Sempre considerei o trabalho de Deborah Anzinger essencialmente relacionado à sintaxe. Isto é, a estrutura da linguagem, tanto a linguagem verbal quanto a visual. Seu trabalho convida a pensar as relações que produzem a linguagem − a relação entre sujeito e objeto, o eu e o outro, masculino e feminino, natural e artificial; binários que se opõem e se constituem mutuamente. Esses conceitos, aqui identificados por seus descritores verbais, são fundamentados no material da obra de Anzinger, e uma materialidade rigorosa pode ser considerada o segundo princípio em torno do qual sua prática se organiza.

As pinturas de Anzinger se recusam a permanecer nas paredes, não se rendendo à suposta bidimensionalidade da tela. Elas insistem em se projetar, refletir, crescer e se retorcer nas telas não esticadas. Nelas, encontramos linhas e gradientes pintados à mão tão perfeitamente processados que parecem digitais, plantas vivas crescendo a partir de isopor sintético mortal e espelhos que transformam o observador em observado. No universo de Anzinger, linhas e pinceladas tornam-se esculturas, íris tornam-se línguas. Onde deveria haver um buraco, há um desenrolar. O trabalho da artista está sempre forçando os opostos a se unirem, desestabilizando nosso pensamento binário e a taxonomia, exigindo, em vez disso, o reconhecimento de uma terceira via escorregadia, lúdica e sensual.
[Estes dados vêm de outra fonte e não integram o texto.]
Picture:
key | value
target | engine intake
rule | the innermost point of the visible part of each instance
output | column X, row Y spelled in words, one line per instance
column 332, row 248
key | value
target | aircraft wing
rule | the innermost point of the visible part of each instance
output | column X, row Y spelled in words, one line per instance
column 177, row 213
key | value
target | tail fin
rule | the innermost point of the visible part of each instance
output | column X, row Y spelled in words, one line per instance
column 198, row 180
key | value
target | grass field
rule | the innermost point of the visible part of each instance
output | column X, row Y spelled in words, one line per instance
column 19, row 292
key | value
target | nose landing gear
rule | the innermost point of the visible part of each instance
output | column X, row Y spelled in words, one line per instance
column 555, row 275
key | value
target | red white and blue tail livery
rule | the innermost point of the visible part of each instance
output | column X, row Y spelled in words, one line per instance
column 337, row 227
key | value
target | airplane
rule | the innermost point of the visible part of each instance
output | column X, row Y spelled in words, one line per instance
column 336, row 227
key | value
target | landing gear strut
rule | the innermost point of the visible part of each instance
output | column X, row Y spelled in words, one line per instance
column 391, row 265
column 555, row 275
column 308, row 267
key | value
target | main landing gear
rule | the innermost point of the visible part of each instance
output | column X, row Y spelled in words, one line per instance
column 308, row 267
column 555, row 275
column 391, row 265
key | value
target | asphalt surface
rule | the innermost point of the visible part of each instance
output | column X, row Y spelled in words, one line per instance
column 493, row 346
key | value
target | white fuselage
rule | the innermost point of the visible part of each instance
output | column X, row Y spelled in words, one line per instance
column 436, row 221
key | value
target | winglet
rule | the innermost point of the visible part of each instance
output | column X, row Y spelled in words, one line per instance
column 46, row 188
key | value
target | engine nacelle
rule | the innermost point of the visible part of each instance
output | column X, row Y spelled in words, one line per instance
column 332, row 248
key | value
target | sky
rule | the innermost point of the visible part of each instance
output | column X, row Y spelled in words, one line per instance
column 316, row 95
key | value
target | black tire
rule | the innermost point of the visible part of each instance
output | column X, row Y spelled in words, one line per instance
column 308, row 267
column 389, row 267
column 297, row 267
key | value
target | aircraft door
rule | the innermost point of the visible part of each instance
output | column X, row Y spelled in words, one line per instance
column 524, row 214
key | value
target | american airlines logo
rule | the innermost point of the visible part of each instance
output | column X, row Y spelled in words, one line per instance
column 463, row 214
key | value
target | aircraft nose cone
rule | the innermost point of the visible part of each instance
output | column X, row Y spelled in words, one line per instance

Especificamente neste corpo de trabalho, concluído entre 2016 e 2019, o foco de Anzinger está voltado para o trabalho reprodutivo: sua sensualidade, sua fecundidade, mas também sua violência. O cabelo crespo sintético da obra An Unlikely Birth [Um nascimento improvável] (2018) constitui uma referência inconfundível à negritude, assim como os desenhos de linhas pretas que perturbam a paisagem abstrata, aparentemente em processo de vir a existir. Como mulher negra, nascida e criada no Caribe, Anzinger está atenta às formas como a negritude é frequentemente excluída ou circunscrita à subserviência em representações da região. A pintura rompe o tipo de paleta que normalmente se associa ao Caribe (alegres céus azuis, a o típico azul-esverdeado do mar do Caribe e gramados verdejantes), com rabiscos desenhados em forma de seios, símbolo máximo de nutrição e sexualidade; e, segurando folhas com formato de mão − lembrando-nos que a natureza tem a própria subjetividade −, um agente que toma − como fazem anualmente os furacões nessa região − tanto quanto fornece. E então, é claro, aquela mecha de cabelo preto crespo. Não exatamente na pintura, é uma espécie de excedente em que as plantas de aloe vera, reconhecidas por suas qualidades curativas, crescem a despeito de todas as probabilidades, do poliestireno hostil que obstrui os cursos-d’água envenenando a fauna. Essa, eu diria, é a questão principal de Anzinger, mesmo nas condições mais inóspitas o que é curativo cresce, e mesmo em lugares de beleza inspiradora a violência espreita.

nicole smythe-johnson
traduzido do inglês por naia veneranda

Deborah Anzinger (Kingston, Jamaica, 1978) trabalha com pintura, escultura e vídeo. Seus trabalhos têm sido exibidos em espaços como Institute of Contemporary Art (Filadélfia, PA, EUA), Kent State University Museum (Kent, OH, USA),  Pérez Art Museum Miami (Miami, FL, EUA), National Art Gallery of The Bahamas (Nassau, Bahamas), National Gallery of Jamaica (Kingston, Jamaica). É fundadora do New Local Space (Kingston, Jamaica).